Out of all the SUV systems i've seen in person and online they all have the subs directly behind the back seat facing either up or backward, but mine just sounds horrible that way.

I have 2 jl12w6v2 in a sealed box (a cheap one for now) and when I put the subs behind the rear seats they don't sound as good as when they are pushed up against the back hatch.

The box is sealed and built on a slant so the subs don't point upward, but on a slight angle point toward the hatch so when you open the hatch you see the subs. I've tried laying them on the back, but it didn't help so I then tried pushing them all the way back point away from the seat and toward the hatch and I seem to get more and deeper bass. Is this normal or should I get a box that will allow me to point the subs straight up?


----------



## Cruzer

never heard an suv that didnt sound good pointing the subs towards the back. thats ideal to gain as much cabin gain as possible.
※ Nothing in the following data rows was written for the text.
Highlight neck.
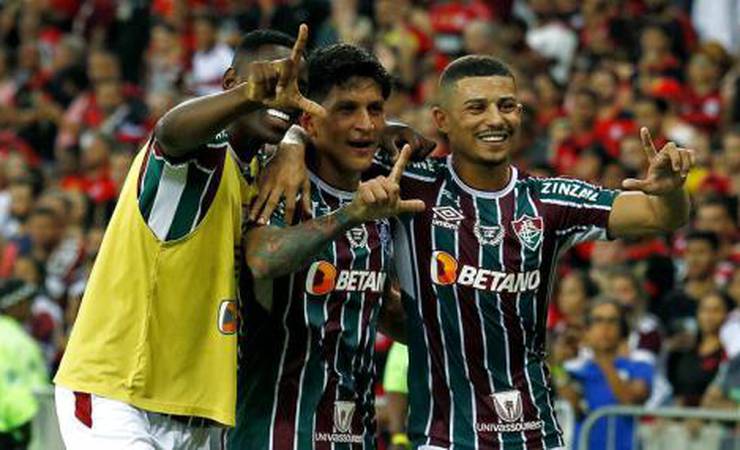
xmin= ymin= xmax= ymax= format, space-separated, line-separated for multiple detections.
xmin=451 ymin=153 xmax=512 ymax=192
xmin=308 ymin=145 xmax=361 ymax=192
xmin=227 ymin=126 xmax=264 ymax=162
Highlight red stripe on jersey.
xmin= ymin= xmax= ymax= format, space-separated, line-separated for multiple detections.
xmin=74 ymin=391 xmax=93 ymax=428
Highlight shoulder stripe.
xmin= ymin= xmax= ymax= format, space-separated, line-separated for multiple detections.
xmin=147 ymin=163 xmax=188 ymax=240
xmin=539 ymin=198 xmax=613 ymax=211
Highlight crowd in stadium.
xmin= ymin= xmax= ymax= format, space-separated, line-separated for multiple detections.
xmin=0 ymin=0 xmax=739 ymax=449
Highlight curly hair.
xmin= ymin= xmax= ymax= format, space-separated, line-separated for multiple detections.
xmin=306 ymin=43 xmax=392 ymax=103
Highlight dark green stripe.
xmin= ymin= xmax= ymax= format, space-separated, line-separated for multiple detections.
xmin=517 ymin=185 xmax=560 ymax=442
xmin=139 ymin=155 xmax=164 ymax=221
xmin=434 ymin=185 xmax=474 ymax=447
xmin=166 ymin=165 xmax=212 ymax=240
xmin=476 ymin=197 xmax=520 ymax=448
xmin=296 ymin=294 xmax=328 ymax=449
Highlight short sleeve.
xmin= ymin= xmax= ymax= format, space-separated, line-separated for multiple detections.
xmin=383 ymin=342 xmax=409 ymax=394
xmin=536 ymin=177 xmax=620 ymax=247
xmin=629 ymin=361 xmax=655 ymax=391
xmin=138 ymin=133 xmax=226 ymax=242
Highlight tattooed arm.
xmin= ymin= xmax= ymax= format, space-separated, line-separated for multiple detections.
xmin=245 ymin=207 xmax=357 ymax=280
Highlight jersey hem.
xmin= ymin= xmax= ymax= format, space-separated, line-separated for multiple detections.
xmin=53 ymin=378 xmax=235 ymax=427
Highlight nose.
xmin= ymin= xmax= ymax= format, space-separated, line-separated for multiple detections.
xmin=354 ymin=108 xmax=375 ymax=132
xmin=484 ymin=103 xmax=505 ymax=127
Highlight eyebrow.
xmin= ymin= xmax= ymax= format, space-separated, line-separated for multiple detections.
xmin=462 ymin=96 xmax=517 ymax=106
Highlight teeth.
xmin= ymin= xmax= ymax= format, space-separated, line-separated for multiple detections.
xmin=479 ymin=135 xmax=506 ymax=142
xmin=267 ymin=108 xmax=290 ymax=121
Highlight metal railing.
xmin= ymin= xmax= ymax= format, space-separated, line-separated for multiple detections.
xmin=577 ymin=406 xmax=740 ymax=450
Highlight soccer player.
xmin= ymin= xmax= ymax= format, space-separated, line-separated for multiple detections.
xmin=381 ymin=55 xmax=694 ymax=449
xmin=53 ymin=25 xmax=325 ymax=449
xmin=230 ymin=44 xmax=424 ymax=450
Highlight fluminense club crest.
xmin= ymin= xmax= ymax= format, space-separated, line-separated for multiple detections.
xmin=511 ymin=215 xmax=543 ymax=251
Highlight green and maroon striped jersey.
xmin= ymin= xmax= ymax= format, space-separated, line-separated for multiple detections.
xmin=137 ymin=131 xmax=259 ymax=241
xmin=375 ymin=155 xmax=618 ymax=450
xmin=231 ymin=172 xmax=393 ymax=450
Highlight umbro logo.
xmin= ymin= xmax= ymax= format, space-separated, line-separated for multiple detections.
xmin=432 ymin=206 xmax=465 ymax=230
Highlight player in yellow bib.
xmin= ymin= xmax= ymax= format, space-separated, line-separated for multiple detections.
xmin=53 ymin=25 xmax=326 ymax=450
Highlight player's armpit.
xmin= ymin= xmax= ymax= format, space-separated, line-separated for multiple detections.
xmin=607 ymin=189 xmax=689 ymax=239
xmin=379 ymin=278 xmax=407 ymax=344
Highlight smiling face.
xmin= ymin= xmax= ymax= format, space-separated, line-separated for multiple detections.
xmin=302 ymin=76 xmax=385 ymax=177
xmin=433 ymin=75 xmax=521 ymax=167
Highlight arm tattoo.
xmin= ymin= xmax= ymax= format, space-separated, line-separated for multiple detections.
xmin=246 ymin=207 xmax=356 ymax=280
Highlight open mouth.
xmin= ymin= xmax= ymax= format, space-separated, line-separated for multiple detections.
xmin=347 ymin=139 xmax=377 ymax=150
xmin=475 ymin=130 xmax=510 ymax=144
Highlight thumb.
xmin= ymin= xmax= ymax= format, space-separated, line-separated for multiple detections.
xmin=621 ymin=178 xmax=649 ymax=191
xmin=398 ymin=199 xmax=426 ymax=214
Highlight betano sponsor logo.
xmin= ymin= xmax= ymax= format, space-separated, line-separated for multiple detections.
xmin=305 ymin=261 xmax=386 ymax=295
xmin=430 ymin=251 xmax=540 ymax=293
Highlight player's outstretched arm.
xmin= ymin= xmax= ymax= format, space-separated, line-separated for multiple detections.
xmin=155 ymin=24 xmax=325 ymax=158
xmin=245 ymin=146 xmax=425 ymax=280
xmin=608 ymin=127 xmax=694 ymax=238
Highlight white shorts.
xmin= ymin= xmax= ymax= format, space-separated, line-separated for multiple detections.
xmin=55 ymin=386 xmax=225 ymax=450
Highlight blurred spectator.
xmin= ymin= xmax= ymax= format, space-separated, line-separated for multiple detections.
xmin=720 ymin=265 xmax=740 ymax=359
xmin=667 ymin=291 xmax=732 ymax=406
xmin=314 ymin=0 xmax=373 ymax=48
xmin=659 ymin=230 xmax=720 ymax=342
xmin=525 ymin=0 xmax=577 ymax=83
xmin=0 ymin=279 xmax=48 ymax=450
xmin=691 ymin=0 xmax=740 ymax=55
xmin=187 ymin=12 xmax=233 ymax=96
xmin=383 ymin=342 xmax=409 ymax=450
xmin=606 ymin=267 xmax=663 ymax=357
xmin=680 ymin=46 xmax=726 ymax=134
xmin=562 ymin=299 xmax=653 ymax=450
xmin=548 ymin=270 xmax=598 ymax=334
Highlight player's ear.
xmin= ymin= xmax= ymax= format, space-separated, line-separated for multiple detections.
xmin=223 ymin=67 xmax=237 ymax=90
xmin=300 ymin=112 xmax=317 ymax=138
xmin=432 ymin=106 xmax=449 ymax=135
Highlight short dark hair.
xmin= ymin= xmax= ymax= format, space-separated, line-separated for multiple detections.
xmin=306 ymin=43 xmax=392 ymax=102
xmin=587 ymin=298 xmax=629 ymax=337
xmin=439 ymin=55 xmax=514 ymax=89
xmin=686 ymin=230 xmax=720 ymax=250
xmin=232 ymin=29 xmax=296 ymax=67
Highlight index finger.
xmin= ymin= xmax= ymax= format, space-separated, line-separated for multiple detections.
xmin=640 ymin=127 xmax=658 ymax=160
xmin=389 ymin=144 xmax=412 ymax=182
xmin=291 ymin=24 xmax=308 ymax=66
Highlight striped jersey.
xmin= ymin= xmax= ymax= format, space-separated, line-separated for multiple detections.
xmin=137 ymin=131 xmax=259 ymax=241
xmin=381 ymin=155 xmax=619 ymax=450
xmin=231 ymin=171 xmax=393 ymax=450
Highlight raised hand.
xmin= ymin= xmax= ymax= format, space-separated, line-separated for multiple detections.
xmin=380 ymin=122 xmax=437 ymax=162
xmin=346 ymin=144 xmax=426 ymax=223
xmin=242 ymin=24 xmax=326 ymax=117
xmin=622 ymin=127 xmax=695 ymax=195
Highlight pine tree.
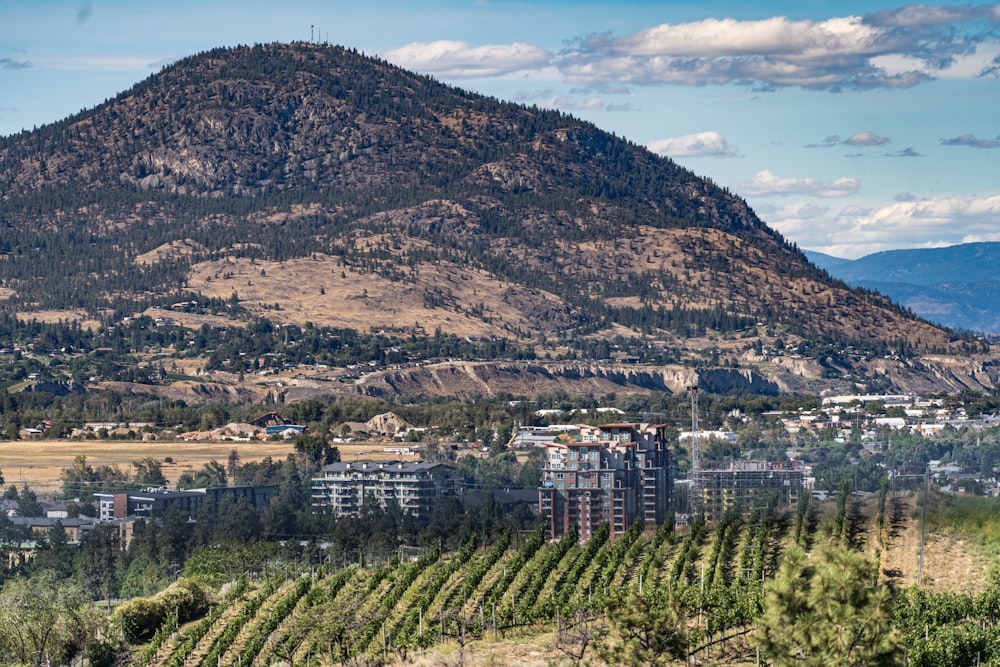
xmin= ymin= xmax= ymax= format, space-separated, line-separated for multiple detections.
xmin=754 ymin=543 xmax=902 ymax=666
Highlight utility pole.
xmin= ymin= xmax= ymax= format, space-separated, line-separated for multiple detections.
xmin=917 ymin=465 xmax=929 ymax=588
xmin=689 ymin=385 xmax=701 ymax=517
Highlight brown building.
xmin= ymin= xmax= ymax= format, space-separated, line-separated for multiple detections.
xmin=539 ymin=423 xmax=671 ymax=541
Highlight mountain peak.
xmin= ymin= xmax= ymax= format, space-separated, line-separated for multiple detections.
xmin=0 ymin=42 xmax=977 ymax=365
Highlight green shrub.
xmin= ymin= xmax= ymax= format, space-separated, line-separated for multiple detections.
xmin=112 ymin=577 xmax=210 ymax=642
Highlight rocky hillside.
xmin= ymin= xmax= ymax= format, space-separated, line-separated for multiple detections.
xmin=0 ymin=42 xmax=983 ymax=388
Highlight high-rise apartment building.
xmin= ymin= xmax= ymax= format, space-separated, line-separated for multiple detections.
xmin=539 ymin=423 xmax=671 ymax=540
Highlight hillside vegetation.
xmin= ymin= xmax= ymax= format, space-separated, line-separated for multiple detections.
xmin=121 ymin=491 xmax=1000 ymax=666
xmin=0 ymin=42 xmax=970 ymax=362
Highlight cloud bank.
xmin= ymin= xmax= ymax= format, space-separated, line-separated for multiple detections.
xmin=646 ymin=131 xmax=741 ymax=158
xmin=763 ymin=193 xmax=1000 ymax=257
xmin=382 ymin=40 xmax=552 ymax=78
xmin=385 ymin=3 xmax=1000 ymax=91
xmin=941 ymin=133 xmax=1000 ymax=148
xmin=736 ymin=170 xmax=861 ymax=198
xmin=560 ymin=5 xmax=1000 ymax=90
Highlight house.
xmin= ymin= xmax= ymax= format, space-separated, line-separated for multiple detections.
xmin=9 ymin=516 xmax=98 ymax=542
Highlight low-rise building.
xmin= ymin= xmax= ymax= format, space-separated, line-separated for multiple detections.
xmin=310 ymin=461 xmax=458 ymax=518
xmin=94 ymin=485 xmax=275 ymax=522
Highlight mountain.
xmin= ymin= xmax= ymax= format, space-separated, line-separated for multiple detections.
xmin=0 ymin=42 xmax=990 ymax=397
xmin=806 ymin=244 xmax=1000 ymax=333
xmin=803 ymin=250 xmax=855 ymax=275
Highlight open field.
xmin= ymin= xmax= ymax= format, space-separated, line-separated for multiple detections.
xmin=0 ymin=440 xmax=417 ymax=494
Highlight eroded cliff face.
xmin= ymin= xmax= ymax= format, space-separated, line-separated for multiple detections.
xmin=94 ymin=354 xmax=1000 ymax=405
xmin=354 ymin=361 xmax=779 ymax=399
xmin=864 ymin=356 xmax=1000 ymax=394
xmin=352 ymin=356 xmax=1000 ymax=400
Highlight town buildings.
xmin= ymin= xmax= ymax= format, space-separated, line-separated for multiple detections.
xmin=538 ymin=423 xmax=671 ymax=541
xmin=310 ymin=461 xmax=458 ymax=518
xmin=94 ymin=485 xmax=275 ymax=522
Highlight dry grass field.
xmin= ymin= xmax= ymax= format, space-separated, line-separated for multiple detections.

when u say sound horrible, do u mean sound quality wise, or loudness? perhaps u need to build a ported box?


----------



## Eastman474

I would definately agree with cruzer on the point of a ported box.especially with that woofer


----------



## LGHT_

Actually it doesn't sound that bad as they are pointing toward the back, but they are up against the back seat firing toward the trunk. 

When I pushed them flush against the truck and fired them back right into the truck the bass seemed to sound a lot deeper and cleaner not really louder. 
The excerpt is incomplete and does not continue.